Specify an decoding/encoding scheme for input stream.  Supported encoding schemes for decoding are `hex', 'mime', 'mime_q', 'mime_b', 'uri', 'ace', 'hex_perc_encode', 'base64', 'qencode', 'rfc2231', `rot' and 'none'.  Each option means CAP hex-code, mime, mime Q-encoding, mime B-encoding, uri character reference, ACE punycode, uri percent notation, base64, Q-encoding, rfc2231 and rot13/47 respectively. 'none' means no decode.
For encoding, 'hex', 'mime_b', 'mime_q', 'uri', 'ace', 'cap',
'hex_perc_encode', 'base64' and 'none' are supported. EBCDIC related codesets and some already ascii-encoded codeset (e.g. UTF-7) output with encoding is not supported.
Only one decode/encode option is valid, and if more than one option  is specified, the last one is used. When one of mime decodings is specified, base text is assumed to be EUC encoding unless specified otherwise. Except rot, which assumes input stream is Shift_JIS, EUC or iso-2022-jp, these encodings assumes input stream is ascii (as defined in RFC2045). Some encodings may co-exist with encoding, but this is not guaranteed. Especially, if input is UTF-16/UCS2 code, these encoding is ignored in skf.

--mime-ms-compat

treat japanese generic codesets as Microsoft cp932 compatible. More specifically, with this option skf treats iso-2022-jp as cp50220, euc-jp as cp51932 and Shift_JIS as cp932w.

--mime-persistent

skf detects address-like strings and excludes them from mime encoding. This option disables such behavior. Default in nkf-compatible mode.

--mime-limit-aware

In address-like string detection, skf respects character count limits for a line.

Shortcut

-m

same as --decode=mime

-mB

same as --decode=mime_b

-mQ

same as --decode=qencode

-m0

same as --decode=none

-M

same as --encode=mime_b

-MB

same as --encode=base64

-MQ

same as --encode=qencode

End of line control options

--lineend-thru

Output end-of-line code as it is. Also output ^Z code as it is. This is default.

--lineend-cr --lineend-mac-Lm

Use CR as end-of-line code. Also delete ^Z code from input stream.

--lineend-lf --lineend-unix-Lu

Use LF as end-of-line code.

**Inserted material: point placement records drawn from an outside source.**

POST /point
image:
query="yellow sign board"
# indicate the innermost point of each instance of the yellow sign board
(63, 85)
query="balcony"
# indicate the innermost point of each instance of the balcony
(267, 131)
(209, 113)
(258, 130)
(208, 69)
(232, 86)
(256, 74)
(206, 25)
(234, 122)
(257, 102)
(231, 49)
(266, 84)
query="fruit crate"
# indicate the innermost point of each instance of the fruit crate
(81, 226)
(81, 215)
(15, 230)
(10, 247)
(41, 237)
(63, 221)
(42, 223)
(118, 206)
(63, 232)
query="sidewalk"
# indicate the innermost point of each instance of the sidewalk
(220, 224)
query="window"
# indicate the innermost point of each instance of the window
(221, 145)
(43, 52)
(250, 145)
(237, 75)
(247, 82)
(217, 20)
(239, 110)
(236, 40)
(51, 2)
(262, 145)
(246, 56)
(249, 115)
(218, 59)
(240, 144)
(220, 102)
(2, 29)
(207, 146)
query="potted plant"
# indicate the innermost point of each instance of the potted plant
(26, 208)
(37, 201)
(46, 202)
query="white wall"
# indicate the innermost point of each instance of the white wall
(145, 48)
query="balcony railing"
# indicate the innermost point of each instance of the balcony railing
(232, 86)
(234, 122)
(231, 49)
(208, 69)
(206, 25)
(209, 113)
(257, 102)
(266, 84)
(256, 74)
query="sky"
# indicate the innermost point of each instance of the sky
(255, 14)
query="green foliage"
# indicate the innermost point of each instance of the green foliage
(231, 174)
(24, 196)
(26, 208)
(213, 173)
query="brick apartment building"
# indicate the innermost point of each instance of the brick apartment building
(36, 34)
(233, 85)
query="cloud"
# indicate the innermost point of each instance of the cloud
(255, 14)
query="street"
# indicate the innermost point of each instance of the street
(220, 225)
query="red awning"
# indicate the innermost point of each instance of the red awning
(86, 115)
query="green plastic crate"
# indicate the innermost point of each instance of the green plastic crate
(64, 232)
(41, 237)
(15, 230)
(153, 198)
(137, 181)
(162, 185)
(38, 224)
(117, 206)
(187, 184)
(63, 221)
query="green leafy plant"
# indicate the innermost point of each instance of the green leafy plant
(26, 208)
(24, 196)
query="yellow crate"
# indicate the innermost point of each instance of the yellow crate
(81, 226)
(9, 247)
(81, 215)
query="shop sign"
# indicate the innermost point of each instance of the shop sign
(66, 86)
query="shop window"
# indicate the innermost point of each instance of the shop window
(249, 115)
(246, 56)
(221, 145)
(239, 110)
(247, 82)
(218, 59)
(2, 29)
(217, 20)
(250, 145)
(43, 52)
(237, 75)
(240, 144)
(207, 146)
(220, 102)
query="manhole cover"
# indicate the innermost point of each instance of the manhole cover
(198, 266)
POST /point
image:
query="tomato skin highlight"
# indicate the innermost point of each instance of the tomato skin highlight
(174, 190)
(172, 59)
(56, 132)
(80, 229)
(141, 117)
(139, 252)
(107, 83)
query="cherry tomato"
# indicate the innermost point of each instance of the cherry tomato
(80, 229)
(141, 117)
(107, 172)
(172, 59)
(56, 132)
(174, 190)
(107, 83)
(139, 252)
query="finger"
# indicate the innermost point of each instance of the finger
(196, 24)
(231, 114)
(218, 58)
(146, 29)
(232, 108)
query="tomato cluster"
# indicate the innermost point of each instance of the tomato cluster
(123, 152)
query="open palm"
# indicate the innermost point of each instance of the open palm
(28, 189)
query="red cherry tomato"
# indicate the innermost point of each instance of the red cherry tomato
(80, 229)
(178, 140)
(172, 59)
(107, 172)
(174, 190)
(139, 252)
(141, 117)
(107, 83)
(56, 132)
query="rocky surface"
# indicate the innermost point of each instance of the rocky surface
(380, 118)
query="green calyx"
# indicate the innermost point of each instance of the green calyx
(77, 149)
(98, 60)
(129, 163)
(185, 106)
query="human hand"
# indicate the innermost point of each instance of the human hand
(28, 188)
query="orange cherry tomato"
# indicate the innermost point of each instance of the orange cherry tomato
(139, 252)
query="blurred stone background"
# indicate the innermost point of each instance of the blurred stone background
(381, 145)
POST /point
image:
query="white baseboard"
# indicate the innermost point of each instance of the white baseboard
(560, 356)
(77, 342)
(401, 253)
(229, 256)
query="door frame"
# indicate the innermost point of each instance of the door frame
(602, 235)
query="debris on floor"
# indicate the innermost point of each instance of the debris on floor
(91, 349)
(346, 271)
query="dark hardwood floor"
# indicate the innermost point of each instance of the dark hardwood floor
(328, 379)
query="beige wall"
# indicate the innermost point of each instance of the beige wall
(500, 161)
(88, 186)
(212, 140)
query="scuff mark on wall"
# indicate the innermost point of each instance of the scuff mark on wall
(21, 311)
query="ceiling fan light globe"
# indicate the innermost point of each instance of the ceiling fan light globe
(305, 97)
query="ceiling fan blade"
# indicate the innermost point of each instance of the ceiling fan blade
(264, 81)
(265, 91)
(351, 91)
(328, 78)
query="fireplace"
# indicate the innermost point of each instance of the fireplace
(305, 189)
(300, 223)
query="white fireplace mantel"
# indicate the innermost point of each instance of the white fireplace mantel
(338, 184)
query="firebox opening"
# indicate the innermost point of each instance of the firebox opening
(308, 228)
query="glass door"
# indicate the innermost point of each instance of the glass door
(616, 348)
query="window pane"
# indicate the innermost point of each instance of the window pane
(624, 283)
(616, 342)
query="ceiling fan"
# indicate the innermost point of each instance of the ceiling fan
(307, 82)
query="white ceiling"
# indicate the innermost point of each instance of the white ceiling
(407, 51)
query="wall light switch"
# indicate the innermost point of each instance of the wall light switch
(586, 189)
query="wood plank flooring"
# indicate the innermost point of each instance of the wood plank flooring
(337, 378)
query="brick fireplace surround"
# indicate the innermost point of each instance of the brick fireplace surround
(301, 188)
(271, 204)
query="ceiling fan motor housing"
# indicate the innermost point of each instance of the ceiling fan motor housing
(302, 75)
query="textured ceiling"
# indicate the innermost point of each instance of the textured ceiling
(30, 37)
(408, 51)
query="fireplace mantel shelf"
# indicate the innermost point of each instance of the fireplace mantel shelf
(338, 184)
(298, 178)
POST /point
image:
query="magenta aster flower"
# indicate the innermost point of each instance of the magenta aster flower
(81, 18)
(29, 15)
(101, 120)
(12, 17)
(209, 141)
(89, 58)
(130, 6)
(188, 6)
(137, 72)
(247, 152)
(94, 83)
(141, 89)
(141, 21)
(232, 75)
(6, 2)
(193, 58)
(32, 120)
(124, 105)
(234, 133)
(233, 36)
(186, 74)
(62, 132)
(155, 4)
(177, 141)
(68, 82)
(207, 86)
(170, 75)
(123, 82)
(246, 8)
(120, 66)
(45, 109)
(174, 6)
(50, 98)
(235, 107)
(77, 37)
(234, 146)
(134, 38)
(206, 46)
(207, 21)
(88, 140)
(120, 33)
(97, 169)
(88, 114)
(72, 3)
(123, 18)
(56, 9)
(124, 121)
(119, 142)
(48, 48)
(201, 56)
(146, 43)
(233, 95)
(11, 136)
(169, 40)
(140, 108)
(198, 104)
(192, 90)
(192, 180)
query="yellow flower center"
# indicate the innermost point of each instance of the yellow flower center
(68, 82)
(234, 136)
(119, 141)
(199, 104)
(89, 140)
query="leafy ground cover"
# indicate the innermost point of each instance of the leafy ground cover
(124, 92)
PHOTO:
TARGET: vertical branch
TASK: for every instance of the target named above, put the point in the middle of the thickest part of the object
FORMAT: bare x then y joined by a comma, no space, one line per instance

Also delete ^Z code from input stream.

--lineend-crlf --lineend-windows-Lw

Use CR+LF as end-of-line code. Also delete ^Z code from input stream. This option doesn't preserve original order of cr and lf.

--input-cr

Assume input stream uses CR as end-of-line code.

--input-lf

Assume input stream uses LF as end-of-line code.

--input-crlf

Assume input stream uses CR+LF as end-of-line code.

-F[line_length[-kinsoku]]
-f[line_length[-kinsoku]] -f[line_length[+kinsoku]]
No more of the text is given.